Club Brugge secured a dramatic 4–2 playoff win over RSC Anderlecht on Saturday after squandering a three-goal lead at halftime. Kyriani Sabbe put them ahead inside five minutes, followed by goals from Aleksandar Stanković and Christos Tzolis before the break. Thorgan Hazard and Mihajlo Cvetković pulled Anderlecht back into the game, but Romeo Vermant's stoppage-time strike restored the three-goal cushion. Belgian outlet Het Laatste Nieuws later reported that manager Ivan Leko's post-match frustration was aimed at players returning from international duty—namely Stanković, Raphael Onyedika and Joel Ordóñez.
Leko's criticism drew swift reaction from former Brugge and Anderlecht forward Marc Degryse, who questioned the wisdom of his public remarks. "You don't make any friends with this," Degryse wrote in Het Laatste Nieuws via Voetbal Primeur. "What would national coaches like Rudi Garcia or Vincent Mannaert think if they saw those statements?" He added that international team staff are not amateurs and would take note of such comments. Onyedika, who completed the full match despite cramping, featured for Nigeria in recent friendlies, playing 60 minutes against Jordan and the full 90 in the 2–1 win over Iran.

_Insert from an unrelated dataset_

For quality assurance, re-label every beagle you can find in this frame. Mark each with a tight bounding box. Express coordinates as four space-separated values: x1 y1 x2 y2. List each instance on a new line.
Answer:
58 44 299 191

Leko's needless public dressing-down of Onyedika risks more than just dressing-room tension—it could strain Nigeria's relationship with Club Brugge. When national team coaches like Eric Chelle invest in players' fitness for international duty, they expect clubs to respect that commitment, not undermine it with thinly veiled insults. The timing of these remarks, just days after Onyedika's Nigeria debut, makes them even harder to ignore.